Troisième solution : composter directement dans son appartement grâce au lombricompostage. Une petite boîte de quatre étages, une poignée de lombrics pour faire le travail et c’est tout. Là encore, pas de mauvaise odeurs ou de fuites désagréables. Il ne vous reste plus qu’à ouvrir le robinet situé en bas du bac pour récupérer le jus du compost qui, une fois dilué, vous procurera un engrais surpuissant. Yann, habitant de Boutonnet a installé un lombricompost dans sa cuisine il y a un an : « Au début il y avait le côté un peu bizarre : tiens je vais installer des vers dans ma cuisine. Au final y’a pas d’odeurs, on oublie vite les vers qui nous rendent bien service, ça fait marrer les gamins, les plantes sont contentes et si un jour on nous taxe en fonction du poids de déchets produits, j’aurai pris de bonnes habitudes. » Question prix, le composteur se vend entre 80 et 110 euros, auxquels il faudra ajouter entre 15 et 20 euros pour 250g de lombrics. Sur simple demande, ici encore, l’agglomération finance une partie de ces équipements pour les particuliers. Pour les plus modestes de nombreux sites expliquent comment fabriquer soi-même son composteur pour un moindre coût.

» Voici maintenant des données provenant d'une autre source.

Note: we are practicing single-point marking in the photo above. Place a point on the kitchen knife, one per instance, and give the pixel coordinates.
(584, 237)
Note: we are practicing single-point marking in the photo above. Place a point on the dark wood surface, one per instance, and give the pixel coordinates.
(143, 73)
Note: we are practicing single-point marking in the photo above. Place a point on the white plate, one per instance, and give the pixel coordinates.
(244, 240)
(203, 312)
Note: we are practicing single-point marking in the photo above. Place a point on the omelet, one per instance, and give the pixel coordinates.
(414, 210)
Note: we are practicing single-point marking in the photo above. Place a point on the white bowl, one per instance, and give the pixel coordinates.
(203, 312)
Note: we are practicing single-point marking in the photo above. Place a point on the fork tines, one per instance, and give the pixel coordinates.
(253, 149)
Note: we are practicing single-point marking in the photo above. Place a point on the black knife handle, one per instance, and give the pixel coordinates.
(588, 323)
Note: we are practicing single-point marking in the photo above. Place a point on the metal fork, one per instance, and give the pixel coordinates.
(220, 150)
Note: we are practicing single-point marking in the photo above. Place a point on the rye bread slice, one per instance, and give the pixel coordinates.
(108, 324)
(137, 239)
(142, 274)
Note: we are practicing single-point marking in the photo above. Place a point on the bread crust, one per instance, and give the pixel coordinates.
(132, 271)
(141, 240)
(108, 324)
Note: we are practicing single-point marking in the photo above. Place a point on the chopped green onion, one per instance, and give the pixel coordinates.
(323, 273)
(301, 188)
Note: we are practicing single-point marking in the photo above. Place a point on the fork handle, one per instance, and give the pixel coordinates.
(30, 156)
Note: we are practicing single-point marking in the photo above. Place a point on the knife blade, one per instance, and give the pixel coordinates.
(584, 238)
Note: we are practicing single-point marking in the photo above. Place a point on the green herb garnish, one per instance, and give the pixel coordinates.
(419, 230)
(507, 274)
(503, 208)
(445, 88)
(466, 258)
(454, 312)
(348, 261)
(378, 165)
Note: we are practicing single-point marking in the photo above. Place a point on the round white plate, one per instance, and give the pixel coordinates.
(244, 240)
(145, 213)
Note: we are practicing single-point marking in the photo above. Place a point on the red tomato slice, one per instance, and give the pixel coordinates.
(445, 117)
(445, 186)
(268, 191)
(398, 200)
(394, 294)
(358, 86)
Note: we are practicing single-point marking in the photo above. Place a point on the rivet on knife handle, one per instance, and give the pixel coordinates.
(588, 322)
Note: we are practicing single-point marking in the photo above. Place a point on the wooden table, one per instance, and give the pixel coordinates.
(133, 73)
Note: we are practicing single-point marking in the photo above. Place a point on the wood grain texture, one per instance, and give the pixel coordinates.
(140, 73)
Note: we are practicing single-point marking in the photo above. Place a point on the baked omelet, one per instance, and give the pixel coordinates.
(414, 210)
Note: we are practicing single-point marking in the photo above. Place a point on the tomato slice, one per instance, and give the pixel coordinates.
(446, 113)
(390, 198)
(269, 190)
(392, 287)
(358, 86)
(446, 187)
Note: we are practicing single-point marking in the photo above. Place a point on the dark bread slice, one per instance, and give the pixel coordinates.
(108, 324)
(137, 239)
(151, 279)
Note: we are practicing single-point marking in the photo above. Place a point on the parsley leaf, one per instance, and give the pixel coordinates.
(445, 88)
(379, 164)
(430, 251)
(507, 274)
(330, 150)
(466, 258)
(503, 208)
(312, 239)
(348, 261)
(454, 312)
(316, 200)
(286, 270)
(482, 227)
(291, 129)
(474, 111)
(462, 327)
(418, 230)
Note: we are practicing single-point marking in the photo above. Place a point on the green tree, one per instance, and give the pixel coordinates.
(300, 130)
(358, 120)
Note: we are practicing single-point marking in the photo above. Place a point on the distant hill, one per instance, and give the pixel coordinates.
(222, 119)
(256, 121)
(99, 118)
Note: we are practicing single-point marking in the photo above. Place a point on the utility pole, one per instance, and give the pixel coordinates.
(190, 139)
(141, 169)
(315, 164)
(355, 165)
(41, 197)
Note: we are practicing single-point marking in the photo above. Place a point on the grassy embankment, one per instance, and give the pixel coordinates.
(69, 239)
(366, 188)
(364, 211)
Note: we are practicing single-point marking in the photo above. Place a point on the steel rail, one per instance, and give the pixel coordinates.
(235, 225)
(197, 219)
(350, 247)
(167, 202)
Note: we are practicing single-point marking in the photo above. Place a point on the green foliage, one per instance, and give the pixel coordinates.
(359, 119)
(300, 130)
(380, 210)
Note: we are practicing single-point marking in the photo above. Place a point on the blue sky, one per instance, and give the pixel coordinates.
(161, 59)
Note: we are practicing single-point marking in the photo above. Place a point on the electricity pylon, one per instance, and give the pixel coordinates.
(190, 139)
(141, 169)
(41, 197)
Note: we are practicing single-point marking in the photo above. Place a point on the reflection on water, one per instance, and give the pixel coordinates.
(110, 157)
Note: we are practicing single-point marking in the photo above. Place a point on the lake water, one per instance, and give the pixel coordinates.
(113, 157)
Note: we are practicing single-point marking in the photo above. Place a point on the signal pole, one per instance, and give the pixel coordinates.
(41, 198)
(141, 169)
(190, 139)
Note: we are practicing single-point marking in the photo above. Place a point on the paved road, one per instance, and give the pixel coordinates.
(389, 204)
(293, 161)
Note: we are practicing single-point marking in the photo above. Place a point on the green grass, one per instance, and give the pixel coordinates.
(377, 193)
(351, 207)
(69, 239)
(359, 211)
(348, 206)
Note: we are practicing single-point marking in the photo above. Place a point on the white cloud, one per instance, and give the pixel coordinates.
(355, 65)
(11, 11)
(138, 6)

Enfin pour les plus fainéants, ne culpabilisons pas ! Il reste encore la poubelle orange, destinée à recevoir tous nos biodéchets. Ceux-là seront ensuite acheminés vers Amétyst, l’usine de méthanisation de l’agglomération. Grâce à ce procédé biologique, les matières organiques sont transformées en biogaz (producteurs d’électricité et de chaleur) et en compost.
Alors pas de quoi se décomposer, au final réduire ses déchets c’est pas si compliqué.